I get a laugh out of the CL postings where commas don't get a space after-like this,you know what I mean,you know?


----------



## Howie (May 25, 2010)

I agree with Hammerthumb. A lot of this can be contributed to CAD drawings. While I had to work with CAD drawings at times, I never found them to be as accurate as a hand drawn architectual or a hand drawn isometric. Another problem I think is the lack of a strong math, reading background today. Computers are a wonderful thing but they are only as good as the info put into them.


----------



## Finn (May 26, 2010)

As "The Dane" mentioned, the news casters on TV are professional talkers and make horrible errors in grammar and I spot it with my high school education. I am a retired construction worker and not a word smith.
I have seen on a set of HVAC construction blueprints, the word Duct spelled "Duck" throughout. Even spell check is sometimes wrong in spelling, as I am.


----------



## wormil (Nov 19, 2011)

I suspect when changes are made between drawing and building that not all those changes make it into the final plans.


----------



## oldnovice (Mar 7, 2009)

When I was still working I sent the CAD model to the model/machine shop and models do not include any human readable dimensions as it is a virtual representation of the part to be made. I was told that the model shop could use 2D prints but would rather use the CAD model.

My CAD program creates 2D prints and, if I select a view, it will put in EVERY dimension, some of which are not needed and/or redundant. I can the delete the ones I do not want/need.


----------



## MrRon (Jul 9, 2009)

Dimensional errors on drawings are very common. I'm retired after 50+ years as a ship designer. Many thousands of dollars and many man-hours go into developing a single drawing for a billion dollar U.S.Navy ship. Even after the most careful checking of a drawing, often several times, errors will still pop up. What do you expect from a drawing in a magazine that might have cost a few hundred dollars to create. It's not unusual to discover errors on drawings that have been in circulation for years. When an error is discovered, the error has to be corrected and a revision noted and issued. All this costs money; it is sometimes better to let the error slide than it is to correct it. In the case of a plan in a magazine, errors are corrected after the fact and that is a minimum of a month past the issue of the magazine.

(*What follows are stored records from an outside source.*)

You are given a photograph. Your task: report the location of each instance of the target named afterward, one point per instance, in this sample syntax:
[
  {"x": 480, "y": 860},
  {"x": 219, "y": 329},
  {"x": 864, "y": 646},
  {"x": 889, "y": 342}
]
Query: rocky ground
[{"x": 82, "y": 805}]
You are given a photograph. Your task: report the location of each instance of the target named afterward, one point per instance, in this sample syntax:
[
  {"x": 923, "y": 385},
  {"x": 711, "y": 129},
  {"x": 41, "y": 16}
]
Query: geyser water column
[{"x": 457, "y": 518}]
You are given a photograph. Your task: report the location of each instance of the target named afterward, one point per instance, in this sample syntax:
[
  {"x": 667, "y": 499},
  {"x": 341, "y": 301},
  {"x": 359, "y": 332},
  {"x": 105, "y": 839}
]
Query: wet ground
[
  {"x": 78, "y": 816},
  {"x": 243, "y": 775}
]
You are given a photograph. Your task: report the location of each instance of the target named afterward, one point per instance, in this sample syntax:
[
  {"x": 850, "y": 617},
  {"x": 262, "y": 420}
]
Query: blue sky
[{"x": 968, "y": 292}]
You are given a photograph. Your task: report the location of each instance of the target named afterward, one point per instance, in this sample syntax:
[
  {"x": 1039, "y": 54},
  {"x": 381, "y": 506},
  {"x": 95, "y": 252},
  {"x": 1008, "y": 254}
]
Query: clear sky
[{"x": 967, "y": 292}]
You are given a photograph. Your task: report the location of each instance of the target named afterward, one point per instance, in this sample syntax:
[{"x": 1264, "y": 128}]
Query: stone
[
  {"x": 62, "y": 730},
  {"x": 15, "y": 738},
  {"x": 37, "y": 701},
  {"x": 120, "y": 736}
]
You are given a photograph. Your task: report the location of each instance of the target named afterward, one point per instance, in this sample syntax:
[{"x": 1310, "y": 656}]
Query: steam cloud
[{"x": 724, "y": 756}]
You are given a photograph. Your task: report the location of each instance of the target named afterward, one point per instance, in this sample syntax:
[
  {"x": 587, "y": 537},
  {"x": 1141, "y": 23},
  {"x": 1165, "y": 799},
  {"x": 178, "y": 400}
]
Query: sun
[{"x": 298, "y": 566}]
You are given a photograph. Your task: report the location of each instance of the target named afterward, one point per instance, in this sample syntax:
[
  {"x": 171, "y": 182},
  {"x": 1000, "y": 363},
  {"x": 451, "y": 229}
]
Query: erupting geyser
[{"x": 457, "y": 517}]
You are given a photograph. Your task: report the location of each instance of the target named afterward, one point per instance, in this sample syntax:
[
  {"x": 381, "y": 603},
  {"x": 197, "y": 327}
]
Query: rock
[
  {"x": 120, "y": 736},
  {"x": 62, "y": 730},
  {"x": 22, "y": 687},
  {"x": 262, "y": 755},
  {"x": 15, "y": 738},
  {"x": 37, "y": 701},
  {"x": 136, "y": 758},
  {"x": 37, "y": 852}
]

The only way to fix this is for each person using a published plan to review the drawing from top to bottom to insure the project will turn out correctly before starting a build. One must keep in mind that many drawings involve building materials that list sizes as "nominal". Plywood is a good example of this as it never measures what it is supposed to be. Accumulative errors when added up, won't equal the overall dimension.

Designing and drafting is a skill that requires a good engineering background. If you can't put it on paper, they can't build it.


----------



## TheDane (May 15, 2008)

This is one of my pet peeves. There's a member who posts regularly here (no reason to name them) on subjects I am interested in. The postings are often completely illegible … words left out, poor or no sentence construction, etc.

I do not believe this person is intellectually challenged, but rather is either just plain lazy or uses their own private short-hand and expects everyone else to put extra effort into deciphering what they have to say.


----------



## oldnovice (Mar 7, 2009)

*TheDane*, I know what you mean!

I spent a number of years doing technical writing so that someone not technically trained could understand the topic. Slight changes in word order and/or sentence structure can twist the actual meaning totally out of reality. Left out words or misspelled words are even worse.

Granted that these forums are not at that level, after all we are all wood workers, but clarity is extremely important when one is trying to explain a process or procedure that they want to share.

I must say that there are a number of LJs that are extremely proficient at descriptions and clarity when explaining their processes and this proficiency is also evident in their projects.

On the other hand, some spell checkers do cause some problems; i.e. the one I have on my tablet, which I am using to write this post, is one of the worst I have ever seen as it not only over corrects it tends to break up words in weird ways!


----------